Quem: Alessandro Oliveira, CEO da Soccer Grass, empresa que cuida do piso sintético do Allianz Parque.
O quê: detalhou o andamento da substituição do gramado e fixou meta de concluir a obra para possível final do Campeonato Paulista.
Quando: entrevista concedida em 26 de fevereiro de 2026; final estadual prevista para 8 de março.
Onde: Allianz Parque, São Paulo (SP).
Por quê: necessidade de atualizar o piso para a versão de 7ª geração e liberar o estádio após uma série de shows.

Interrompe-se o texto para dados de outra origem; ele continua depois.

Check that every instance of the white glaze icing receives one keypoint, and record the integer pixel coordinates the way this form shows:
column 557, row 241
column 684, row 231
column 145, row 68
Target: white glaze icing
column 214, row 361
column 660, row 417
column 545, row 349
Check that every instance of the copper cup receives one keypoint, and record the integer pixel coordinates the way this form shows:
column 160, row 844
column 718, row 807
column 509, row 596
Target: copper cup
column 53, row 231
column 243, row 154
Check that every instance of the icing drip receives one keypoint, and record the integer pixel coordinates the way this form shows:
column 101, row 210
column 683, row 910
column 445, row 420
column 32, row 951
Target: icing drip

Como está a obra e por que a chuva virou adversária
De acordo com Alessandro Oliveira, 95% dos tapetes de grama sintética já foram instalados em apenas dois dias, aproveitando a janela entre eventos musicais. A fase crítica agora é a aplicação da areia fina seca e da cortiça, materiais que completam a estrutura híbrida exigida pela certificação FIFA Quality Pro. Ambos não podem ser colocados com umidade, pois empelotam e impedem a compactação nas camadas corretas. As chuvas que atingem São Paulo desde o dia 25/02 paralisaram a operação.
Tecnologia de 7ª geração: o que muda em relação a 2020
Instalado originalmente em 2020, o gramado anterior contava com fios de três formatos para emular o comportamento da grama natural. A versão 2026 mantém a altura de 50 mm, mas recebe um novo tipo de fio com “memória” mais resistente, projetado para voltar à posição original após grandes cargas — requisito essencial em arenas que conciliam partidas e shows. Será o primeiro campo do Brasil adaptado ao manual FIFA 2024.
Raio-X do cronograma e dependências
- Data-alvo para conclusão: até 28/02, caso o tempo firme.
- Prazo total de obra: reduzido de 25 para cerca de 10 dias graças ao trabalho simultâneo de 18 técnicos e maquinário especializado.
- Eventos limitantes: chuvas previstas para 26 e 27/02. Sem trégua, gramado não seca e cronograma escorrega.
- Certificação: após a instalação, o campo ainda precisa passar pelos testes de absorção, tração e uniformidade da FIFA antes de ser liberado para jogo oficial.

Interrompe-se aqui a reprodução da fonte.